[BUG] Wrong critical section handling before the scheduler is started

stefano-zanotti commented 3 years ago

Describe the bug Before the scheduler has started, any call to FreeRTOS functions that require a critical section will mess up the interrupt enabling status. This includes calls made by vTaskStartScheduler() itself, e.g. to create the idle task.

Target

Development board: irrelevant (STM32F746NG)
Instruction Set Architecture: ARM_CM7
IDE and version: irrelevant (Atollic TrueSTUDIO 9.2.0)
Toolchain and version: irrelevant (arm-atollic-eabi-gcc 6.3.1 20170215 (release) [ARM/embedded-6-branch revision 245512])

Host

Host OS: irrelevant (Windows)
Version: irrelevant (Windos 10 Pro)

To Reproduce

Just follow the execution of vTaskStartScheduler() in any ARM_CM7 project I'm also attaching a sample project created with STM32CubeMX for my MCU (STM32F746NG), with just FreeRTOS enabled; STM32CubeMX uses an older version (10.2.1), but the problem is exactly the same. In "Core/Src/main.c", you'll find the calls to MX_FREERTOS_Init() -to initializes the tasks- and osKernelStart() -to start the scheduler.

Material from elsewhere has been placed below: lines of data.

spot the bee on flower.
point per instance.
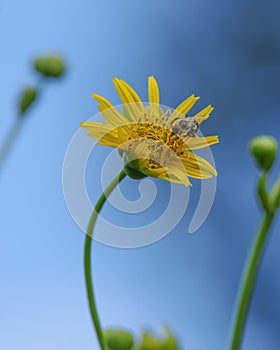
(153, 142)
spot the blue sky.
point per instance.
(217, 50)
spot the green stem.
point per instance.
(87, 257)
(248, 282)
(9, 140)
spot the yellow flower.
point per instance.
(153, 142)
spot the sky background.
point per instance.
(227, 52)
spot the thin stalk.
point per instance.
(248, 282)
(87, 257)
(9, 140)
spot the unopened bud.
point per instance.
(264, 150)
(27, 98)
(49, 66)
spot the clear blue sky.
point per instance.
(226, 52)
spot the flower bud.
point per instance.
(27, 98)
(117, 339)
(149, 342)
(49, 66)
(264, 150)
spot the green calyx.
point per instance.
(117, 339)
(264, 150)
(27, 98)
(132, 171)
(49, 66)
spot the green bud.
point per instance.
(117, 339)
(264, 150)
(149, 342)
(49, 66)
(28, 96)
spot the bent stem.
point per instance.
(9, 140)
(248, 282)
(87, 257)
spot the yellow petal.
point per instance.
(197, 142)
(153, 91)
(112, 116)
(183, 108)
(98, 130)
(133, 108)
(197, 166)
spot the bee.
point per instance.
(186, 126)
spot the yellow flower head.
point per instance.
(153, 142)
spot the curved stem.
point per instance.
(87, 257)
(9, 140)
(248, 282)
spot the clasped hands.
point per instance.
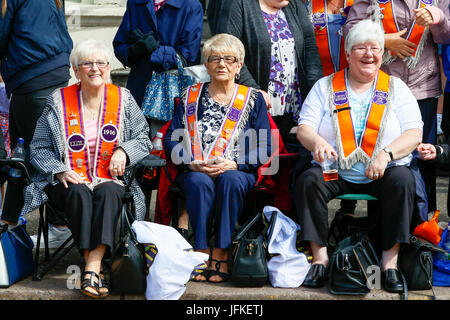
(116, 168)
(213, 169)
(375, 170)
(402, 47)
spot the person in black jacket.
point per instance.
(34, 50)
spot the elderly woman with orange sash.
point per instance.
(90, 133)
(216, 167)
(370, 122)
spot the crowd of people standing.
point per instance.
(317, 70)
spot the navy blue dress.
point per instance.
(220, 200)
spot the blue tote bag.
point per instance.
(17, 259)
(160, 92)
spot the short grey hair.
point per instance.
(86, 48)
(224, 42)
(364, 31)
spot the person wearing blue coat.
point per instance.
(35, 46)
(151, 34)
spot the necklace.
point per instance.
(215, 96)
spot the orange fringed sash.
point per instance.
(320, 24)
(75, 136)
(375, 114)
(235, 111)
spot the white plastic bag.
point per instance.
(289, 267)
(174, 262)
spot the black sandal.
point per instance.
(217, 272)
(89, 283)
(103, 283)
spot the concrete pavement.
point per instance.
(54, 285)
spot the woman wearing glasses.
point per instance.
(89, 134)
(370, 122)
(412, 30)
(217, 168)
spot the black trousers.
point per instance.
(25, 110)
(92, 215)
(428, 109)
(396, 192)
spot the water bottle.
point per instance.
(157, 145)
(18, 154)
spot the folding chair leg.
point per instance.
(38, 245)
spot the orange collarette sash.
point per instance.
(373, 119)
(320, 24)
(75, 135)
(235, 110)
(390, 22)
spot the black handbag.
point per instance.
(415, 260)
(128, 267)
(344, 225)
(349, 264)
(249, 264)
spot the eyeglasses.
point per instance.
(363, 50)
(90, 64)
(226, 59)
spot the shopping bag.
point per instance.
(158, 102)
(16, 255)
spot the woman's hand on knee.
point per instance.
(324, 150)
(69, 176)
(426, 151)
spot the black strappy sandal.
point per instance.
(103, 283)
(217, 272)
(89, 283)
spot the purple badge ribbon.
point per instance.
(380, 97)
(319, 20)
(76, 142)
(234, 114)
(190, 109)
(340, 98)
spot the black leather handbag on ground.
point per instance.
(249, 247)
(349, 264)
(415, 260)
(128, 265)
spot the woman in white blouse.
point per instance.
(370, 123)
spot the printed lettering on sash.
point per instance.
(236, 108)
(76, 142)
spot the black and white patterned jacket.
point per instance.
(47, 151)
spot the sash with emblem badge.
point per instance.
(236, 109)
(346, 141)
(77, 151)
(320, 24)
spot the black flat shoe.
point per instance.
(392, 281)
(316, 276)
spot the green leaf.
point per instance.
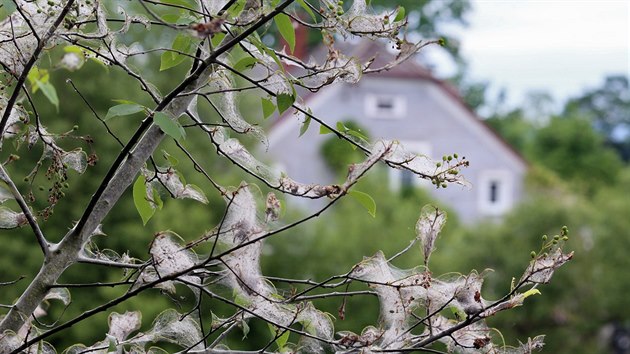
(169, 126)
(245, 328)
(365, 200)
(284, 101)
(531, 292)
(400, 15)
(237, 8)
(140, 200)
(170, 158)
(285, 26)
(307, 9)
(8, 7)
(217, 39)
(73, 49)
(245, 63)
(305, 125)
(49, 91)
(182, 43)
(324, 130)
(124, 109)
(282, 340)
(268, 107)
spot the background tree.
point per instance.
(183, 77)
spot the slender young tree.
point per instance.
(213, 53)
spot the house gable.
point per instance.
(424, 114)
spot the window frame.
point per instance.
(497, 185)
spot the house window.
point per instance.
(494, 192)
(385, 106)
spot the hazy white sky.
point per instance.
(560, 46)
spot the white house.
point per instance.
(426, 115)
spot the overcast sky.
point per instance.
(559, 46)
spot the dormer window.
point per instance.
(494, 192)
(382, 106)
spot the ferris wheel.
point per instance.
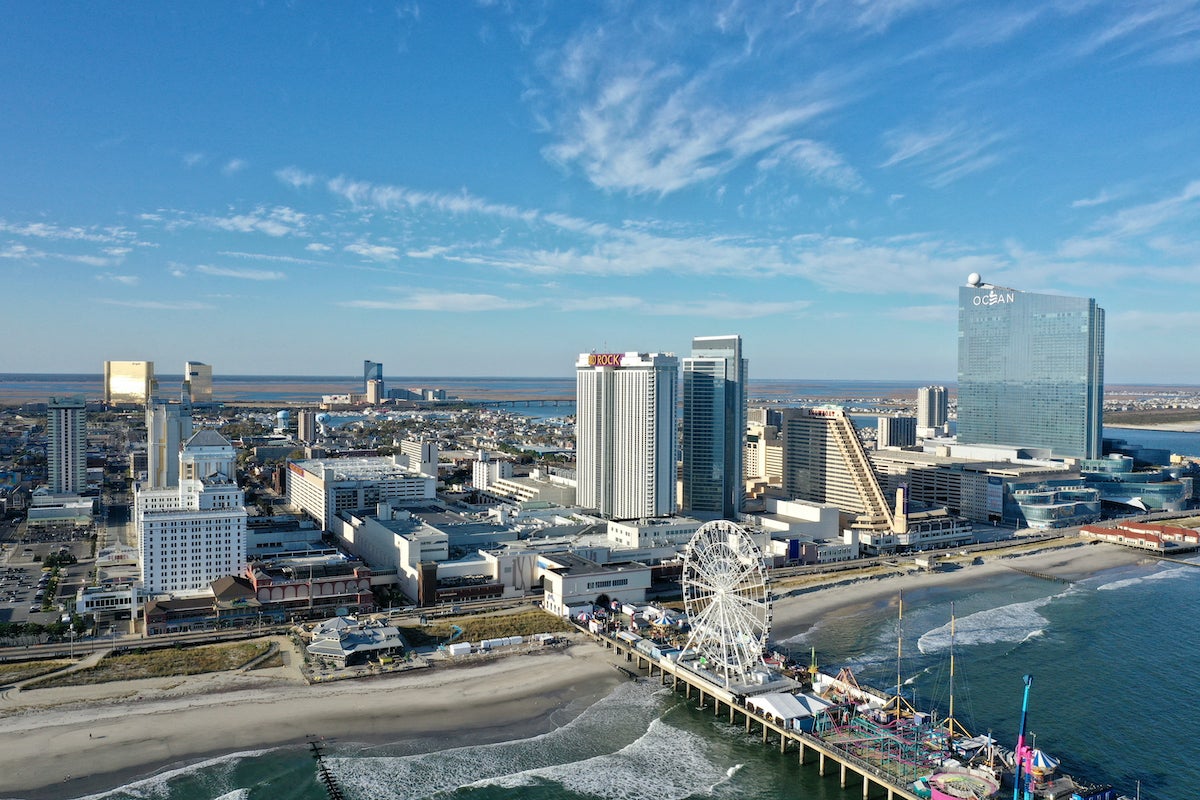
(727, 601)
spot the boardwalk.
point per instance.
(873, 777)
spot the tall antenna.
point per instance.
(327, 779)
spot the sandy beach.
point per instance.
(71, 741)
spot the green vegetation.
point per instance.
(492, 626)
(274, 660)
(162, 663)
(18, 672)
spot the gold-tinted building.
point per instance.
(129, 383)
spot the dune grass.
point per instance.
(161, 663)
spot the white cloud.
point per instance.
(21, 251)
(127, 280)
(295, 178)
(109, 234)
(444, 301)
(276, 221)
(267, 257)
(711, 308)
(375, 252)
(156, 305)
(945, 151)
(243, 275)
(655, 130)
(1144, 218)
(397, 198)
(1097, 199)
(817, 161)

Additional context In my init code, I first create a task (and possibly queues, mutexes, etc.), then start the scheduler. The problem is that

in the task initialization code, there are critical sections, which use taskENTER_CRITICAL() and taskEXIT_CRITICAL()
these functions reference the global variable uxCriticalNesting
uxCriticalNesting is statically initialised to 0xaaaaaaaa, and it only gets initialized to 0 when the scheduler is started (vTaskStartScheduler()). This means that taskENTER_CRITICAL() increments uxCriticalNesting and disables interrupts, and taskEXIT_CRITICAL() decrements uxCriticalNesting, but it doesn't re-enable interrupts, since uxCriticalNesting is back to 0xaaaaaaaa, rather than back to 0. So, interrupts remain disabled until the scheduler is actually started.

I'm using FreeRTOS Kernel V10.3.1, with the GCC ARM_CM7 port (though at a first glance it seems that FreeRTOS Kernel V10.4.3 behaves the same). This is where uxCriticalNesting is defined: https://github.com/FreeRTOS/FreeRTOS-Kernel/blob/main/portable/GCC/ARM_CM7/r0p1/port.c#L140 static UBaseType_t uxCriticalNesting = 0xaaaaaaaa;

These are the definitions of (the port-specific versions of) taskENTER_CRITICAL() and taskEXIT_CRITICAL() https://github.com/FreeRTOS/FreeRTOS-Kernel/blob/main/portable/GCC/ARM_CM7/r0p1/port.c#L396 https://github.com/FreeRTOS/FreeRTOS-Kernel/blob/main/portable/GCC/ARM_CM7/r0p1/port.c#L413 void vPortEnterCritical( void ) { portDISABLE_INTERRUPTS(); uxCriticalNesting++; ... } void vPortExitCritical( void ) { configASSERT( uxCriticalNesting ); uxCriticalNesting--;

    if( uxCriticalNesting == 0 )
    {
        portENABLE_INTERRUPTS();
    }
}

Note that "disabling interrupts" doesn't mean globally masking them (using the "cpsie i" and "cpsid i" ARM instructions); rather, it means altering BASEPRI (which only masks interrupts with priority no higher than that of FreeRTOS). See here: https://github.com/FreeRTOS/FreeRTOS-Kernel/blob/main/portable/GCC/ARM_CM7/r0p1/portmacro.h#L100

Here is a summary of what is happening. I'm listing function calls and variable values.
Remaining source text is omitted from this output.